Das Fehlen eigener kaufmännischer Organisationsmerkmale ist für Nebenbetriebe geradezu typisch.
Das Erfordernis der Selbständigkeit ist nur dann erfüllt, wenn jeder der beiden Betriebe bei einer Trennung nach einer Vervollständigung seiner Organisation selbständig weiterarbeiten könnte.
  • Personelle Verbindung zwischen Haupt- und Nebenbetrieb
Die Inhaber beider Betriebe müssen zumindest in wirtschaftlicher Hinsicht identisch sein; eine rechtliche Identität ist nicht notwendig.
  • Organisatorische Verbindung
Die Geschäftsbetriebe beider Unternehmen sind aufeinander abgestimmt, das heißt, dass zum Beispiel innerbetriebliche Einrichtungen bestehen, dass Arbeitsvorgänge und Betriebsabläufe ineinander greifen.

Die organisatorische Verbindung muss eine gewisse Unterordnung des Nebenbetriebes unter den Hauptbetrieb deutlich machen, also insofern eine dienende Funktion gegenüber dem Hauptbetrieb haben.
  • Fachliche Verbindung
Diese ist dann gegeben, wenn das Betriebsprogramm des Nebenbetriebes bei Berücksichtigung der technischen und wirtschaftlichen Entwicklung und der Interessen der Verbraucher eine vom fachlichen Standpunkt aus sinnvolle Ergänzung oder Erweiterung des Betriebsprogramms des Hauptunternehmens darstellt. Das ist dann zu bejahen, wenn die Leistungen aus Sicht des Kunden ähnlich sind bzw. sich ergänzen und aus der Sicht des Hauptbetriebes dessen Betriebsprogramm vervollständigen.
  • Wirtschaftliche Verbindung
Dieses Kriterium besagt, dass die Verbindung zwischen Haupt- und Nebenbetrieb „vom Standpunkt des wirtschaftenden Unternehmers“ aus als zweckmäßig erscheinen muss. Dies kann (auch) dergestalt sein, dass die Leistungen des Nebenbetriebes den Betriebsablauf im Hauptbetrieb erleichtern oder rationeller gestalten oder dass der Nebenbetrieb Erzeugnisse oder Abfallprodukte des Hauptbetriebes weiter verarbeitet oder ergänzt. Damit trägt dann der Nebenbetrieb dazu bei, dass die Wirtschaftlichkeit und der Gewinn des Hauptbetriebes gesteigert werden.

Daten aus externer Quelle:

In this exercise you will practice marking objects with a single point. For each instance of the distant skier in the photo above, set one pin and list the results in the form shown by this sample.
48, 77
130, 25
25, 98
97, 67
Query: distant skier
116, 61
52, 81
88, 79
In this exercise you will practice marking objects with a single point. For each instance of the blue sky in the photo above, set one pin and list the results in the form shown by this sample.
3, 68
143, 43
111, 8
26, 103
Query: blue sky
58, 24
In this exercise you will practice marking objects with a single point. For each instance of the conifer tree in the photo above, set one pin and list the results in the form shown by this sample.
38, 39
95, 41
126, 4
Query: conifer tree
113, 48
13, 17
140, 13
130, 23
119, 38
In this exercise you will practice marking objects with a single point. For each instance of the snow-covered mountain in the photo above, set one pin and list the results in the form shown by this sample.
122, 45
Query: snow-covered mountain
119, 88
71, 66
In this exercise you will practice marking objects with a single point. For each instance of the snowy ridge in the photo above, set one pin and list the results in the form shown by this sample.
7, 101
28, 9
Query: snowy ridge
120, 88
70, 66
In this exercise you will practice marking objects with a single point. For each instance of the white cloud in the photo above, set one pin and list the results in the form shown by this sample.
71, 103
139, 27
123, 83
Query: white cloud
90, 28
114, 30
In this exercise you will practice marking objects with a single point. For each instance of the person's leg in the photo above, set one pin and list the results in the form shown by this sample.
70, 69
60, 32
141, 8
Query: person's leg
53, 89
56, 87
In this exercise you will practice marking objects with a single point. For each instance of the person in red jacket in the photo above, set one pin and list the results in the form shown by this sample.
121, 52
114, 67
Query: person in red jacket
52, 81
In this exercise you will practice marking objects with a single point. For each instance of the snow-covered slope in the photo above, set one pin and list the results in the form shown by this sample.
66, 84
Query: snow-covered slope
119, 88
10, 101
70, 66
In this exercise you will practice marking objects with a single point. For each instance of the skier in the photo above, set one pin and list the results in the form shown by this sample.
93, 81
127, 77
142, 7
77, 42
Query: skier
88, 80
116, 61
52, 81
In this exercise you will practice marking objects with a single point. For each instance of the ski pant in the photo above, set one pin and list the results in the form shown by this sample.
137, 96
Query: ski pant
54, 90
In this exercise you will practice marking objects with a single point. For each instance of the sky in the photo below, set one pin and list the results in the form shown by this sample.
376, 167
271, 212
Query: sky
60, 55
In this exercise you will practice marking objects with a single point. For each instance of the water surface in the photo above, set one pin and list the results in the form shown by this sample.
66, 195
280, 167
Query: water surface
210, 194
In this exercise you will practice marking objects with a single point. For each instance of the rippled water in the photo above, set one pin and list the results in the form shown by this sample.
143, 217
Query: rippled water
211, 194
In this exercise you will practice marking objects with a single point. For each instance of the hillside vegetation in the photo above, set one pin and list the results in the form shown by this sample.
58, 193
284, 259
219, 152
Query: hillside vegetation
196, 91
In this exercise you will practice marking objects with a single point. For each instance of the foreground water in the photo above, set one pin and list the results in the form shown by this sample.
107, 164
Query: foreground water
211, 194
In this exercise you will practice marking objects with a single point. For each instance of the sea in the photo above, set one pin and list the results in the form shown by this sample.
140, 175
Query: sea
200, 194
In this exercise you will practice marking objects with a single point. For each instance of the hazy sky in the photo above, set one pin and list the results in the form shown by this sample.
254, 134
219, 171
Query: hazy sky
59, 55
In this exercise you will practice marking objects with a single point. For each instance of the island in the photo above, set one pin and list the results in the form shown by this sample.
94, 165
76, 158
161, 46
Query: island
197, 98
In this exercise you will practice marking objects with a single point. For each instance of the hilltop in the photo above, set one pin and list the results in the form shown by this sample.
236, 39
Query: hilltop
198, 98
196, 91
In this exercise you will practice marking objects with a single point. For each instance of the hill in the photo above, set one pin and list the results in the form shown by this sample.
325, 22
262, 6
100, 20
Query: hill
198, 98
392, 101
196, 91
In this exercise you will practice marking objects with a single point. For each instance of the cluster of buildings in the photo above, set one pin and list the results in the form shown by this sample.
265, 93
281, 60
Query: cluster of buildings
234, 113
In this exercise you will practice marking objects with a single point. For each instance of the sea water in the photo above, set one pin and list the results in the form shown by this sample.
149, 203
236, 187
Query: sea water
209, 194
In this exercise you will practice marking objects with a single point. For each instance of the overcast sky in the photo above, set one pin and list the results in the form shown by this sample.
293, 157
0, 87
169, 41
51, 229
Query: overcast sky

2. Voraussetzungen für das Vorliegen der Unerheblichkeit

Sie liegt vor, wenn die Tätigkeit während eines Jahres die durchschnittliche Arbeitszeit eines ohne Hilfskräfte Vollzeit arbeitenden Betriebs des betreffenden Handwerkszweigs nicht übersteigt (ca. 1664 Stunden/Jahr). Die Grenze gilt auch für Ein-Mann-Betriebe.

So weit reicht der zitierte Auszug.